De onderneming had zijn hoofdkantoor op het industrieterreintje van Middenmeer, maar werkte ook nog op zeven andere locaties. Dat moet beter kunnen, bedacht Anton in 1999. ‘Verwerking en vervoer van groente kost altijd meer dan het product zelf. Breng je de logistiek samen op één plek, dan kun je een enorm voordeel behalen. Op een dag reed ik over de A7 langs afslag 11, vlakbij Middenmeer. Dat was die plek, dacht ik. Direct aan de snelweg, zo’n 65 hectare, groot genoeg om ook andere agrarische bedrijven te huisvesten. Hoe meer samenwerking, hoe groter het voordeel.’

Een deel van het Agriport-terrein waarop Microsoft gevestigd is.Beeld Raymond Rutting / de Volkskrant

De Hiemstra’s begonnen rond die afslag grond te verzamelen. Vader Hiemstra liep alle boeren in de buurt weer af. Anton: ‘Agrariërs willen hun grond doorgaans niet verkopen. Dus kochten we bijvoorbeeld eerst grond waarvan we wisten dat een bepaalde boer het daar wel zou zien zitten. Vervolgens boden we hem een goede ruil aan. Zo konden we stap voor stap uitbreiden.’

Glas

Hiemstra heeft zijn auto even stilgezet, op het Agriport-terrrein. De gemeente Wieringermeer (nu Hollands Kroon) was kort na de eeuwwisseling voorzichtig positief geweest over het project. Meer werkgelegenheid was welkom, dus ze wilde wel toestemming geven voor het bouwen op landbouwgrond. Maar Agriport moest zich wel zelf bedruipen. Zo moest de onderneming zelf de wegen en andere infrastructuur aanleggen.
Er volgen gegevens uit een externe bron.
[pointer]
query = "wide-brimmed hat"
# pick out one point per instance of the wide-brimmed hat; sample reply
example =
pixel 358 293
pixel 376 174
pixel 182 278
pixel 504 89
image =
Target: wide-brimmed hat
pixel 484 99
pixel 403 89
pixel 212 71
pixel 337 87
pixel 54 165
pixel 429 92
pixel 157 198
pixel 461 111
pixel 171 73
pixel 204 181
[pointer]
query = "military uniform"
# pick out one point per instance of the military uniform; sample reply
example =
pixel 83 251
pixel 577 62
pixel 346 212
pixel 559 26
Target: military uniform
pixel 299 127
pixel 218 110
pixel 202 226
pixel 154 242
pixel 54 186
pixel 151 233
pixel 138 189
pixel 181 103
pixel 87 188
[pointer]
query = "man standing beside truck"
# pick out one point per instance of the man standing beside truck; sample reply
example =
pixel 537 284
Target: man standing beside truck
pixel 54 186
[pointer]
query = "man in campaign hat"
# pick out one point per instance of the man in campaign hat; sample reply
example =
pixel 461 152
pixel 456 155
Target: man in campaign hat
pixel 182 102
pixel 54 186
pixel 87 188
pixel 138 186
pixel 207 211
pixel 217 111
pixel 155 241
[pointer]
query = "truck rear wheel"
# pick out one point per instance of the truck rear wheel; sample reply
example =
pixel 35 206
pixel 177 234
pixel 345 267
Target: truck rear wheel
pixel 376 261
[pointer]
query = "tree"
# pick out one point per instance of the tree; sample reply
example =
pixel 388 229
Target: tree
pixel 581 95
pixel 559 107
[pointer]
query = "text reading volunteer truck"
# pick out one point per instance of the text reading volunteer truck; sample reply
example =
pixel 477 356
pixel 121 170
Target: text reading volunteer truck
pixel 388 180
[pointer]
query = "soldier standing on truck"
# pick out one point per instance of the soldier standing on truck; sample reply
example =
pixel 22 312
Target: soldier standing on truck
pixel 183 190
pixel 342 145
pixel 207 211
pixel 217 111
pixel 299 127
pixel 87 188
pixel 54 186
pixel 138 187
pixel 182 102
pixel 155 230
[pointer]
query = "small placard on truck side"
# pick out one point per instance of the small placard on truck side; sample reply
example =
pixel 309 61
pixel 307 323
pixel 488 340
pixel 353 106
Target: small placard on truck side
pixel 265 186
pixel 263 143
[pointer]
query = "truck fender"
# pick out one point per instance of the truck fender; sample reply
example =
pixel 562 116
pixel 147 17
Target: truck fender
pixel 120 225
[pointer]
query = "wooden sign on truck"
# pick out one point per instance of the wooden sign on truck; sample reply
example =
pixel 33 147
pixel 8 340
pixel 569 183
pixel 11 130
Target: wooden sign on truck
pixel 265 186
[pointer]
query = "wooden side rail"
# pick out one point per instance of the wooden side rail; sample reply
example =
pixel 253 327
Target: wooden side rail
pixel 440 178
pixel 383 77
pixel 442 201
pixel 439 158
De provincie Noord-Holland kwam in dezelfde periode wel met een cadeau. Wist Hiemstra dat het Zuid-Hollandse Westland voor veel glastuinbouwbedrijven te klein was geworden? En was zijn agrologistiek terrein aan de A7 ook geschikt voor hun kassen? De glastuinders waren in 2006 de eerste grote kopers in het gebied van inmiddels 480 hectare.

Hiemstra kijkt nu met enig ontzag – ‘ongelofelijk mooi, dit’ – naar de enorme kassen die zij hebben neergezet voor de teelt van tomaten, paprika’s en andere groente. De drie grootste bedrijven op het terrein bouwden glazen hallen van bijna honderd hectare of meer. En hun komst bracht nog iets bijzonders met zich mee.
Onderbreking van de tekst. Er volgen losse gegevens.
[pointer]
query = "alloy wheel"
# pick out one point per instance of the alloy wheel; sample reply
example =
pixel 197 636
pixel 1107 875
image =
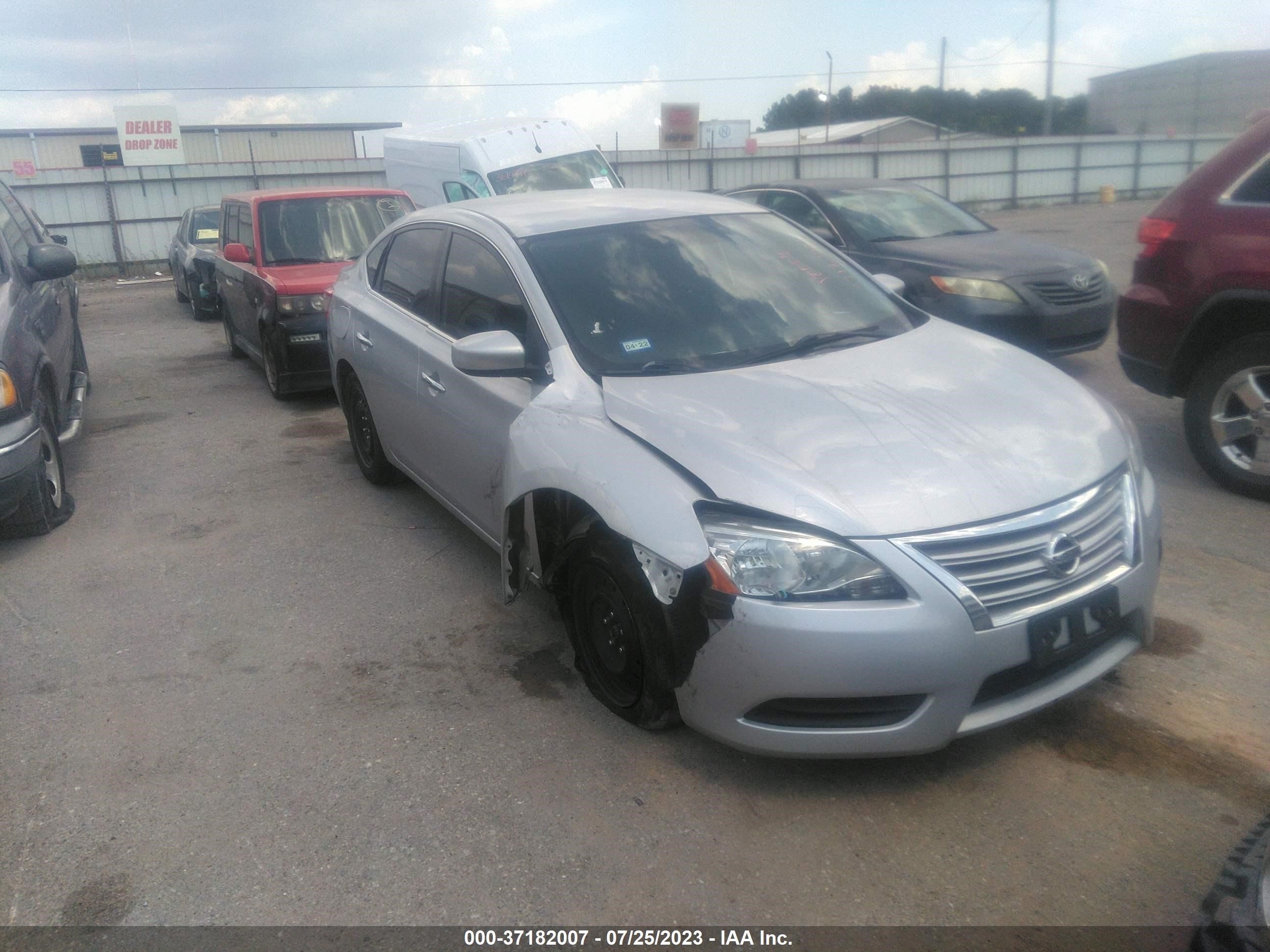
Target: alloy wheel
pixel 1240 419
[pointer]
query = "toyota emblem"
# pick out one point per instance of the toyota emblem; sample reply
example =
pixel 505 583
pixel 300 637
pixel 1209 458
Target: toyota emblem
pixel 1062 555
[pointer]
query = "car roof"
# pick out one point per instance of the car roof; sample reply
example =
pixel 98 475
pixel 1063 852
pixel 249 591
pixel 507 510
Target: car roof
pixel 272 193
pixel 829 185
pixel 544 213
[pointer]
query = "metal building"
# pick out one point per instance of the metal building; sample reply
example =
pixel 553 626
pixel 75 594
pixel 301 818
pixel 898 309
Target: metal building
pixel 82 147
pixel 1202 93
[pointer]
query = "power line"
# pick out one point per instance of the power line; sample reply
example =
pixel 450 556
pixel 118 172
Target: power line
pixel 513 85
pixel 994 56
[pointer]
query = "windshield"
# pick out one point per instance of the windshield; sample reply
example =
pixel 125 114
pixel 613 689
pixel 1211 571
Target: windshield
pixel 205 226
pixel 898 214
pixel 332 229
pixel 703 294
pixel 564 172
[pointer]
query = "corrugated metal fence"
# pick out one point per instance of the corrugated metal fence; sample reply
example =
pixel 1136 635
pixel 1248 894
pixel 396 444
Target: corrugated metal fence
pixel 979 173
pixel 149 200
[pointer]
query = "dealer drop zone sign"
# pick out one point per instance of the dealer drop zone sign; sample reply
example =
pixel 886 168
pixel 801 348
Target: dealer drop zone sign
pixel 150 135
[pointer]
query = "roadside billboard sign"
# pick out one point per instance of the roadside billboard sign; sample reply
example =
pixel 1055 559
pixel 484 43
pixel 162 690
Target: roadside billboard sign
pixel 680 125
pixel 150 135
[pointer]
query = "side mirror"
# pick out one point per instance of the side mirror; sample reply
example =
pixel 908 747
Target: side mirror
pixel 492 353
pixel 234 252
pixel 51 262
pixel 889 282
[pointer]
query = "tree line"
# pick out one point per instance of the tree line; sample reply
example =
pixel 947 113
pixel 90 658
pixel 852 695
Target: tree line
pixel 995 112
Agriport werd ook een energiepark. Met de groentetelers werd een gezamenlijk energiebedrijf opgezet voor het opwekken en rondpompen van elektriciteit, warmte en CO2. De tomaten en paprika’s groeien in de kas extra snel met de juiste verlichting en temperatuur en met de toevoeging van extra koolstofdioxide in de lucht. Het gebruikelijke surplus aan elektriciteit wordt verkocht en gaat via een zware kabel naar het landelijk hoogspanningsnetwerk.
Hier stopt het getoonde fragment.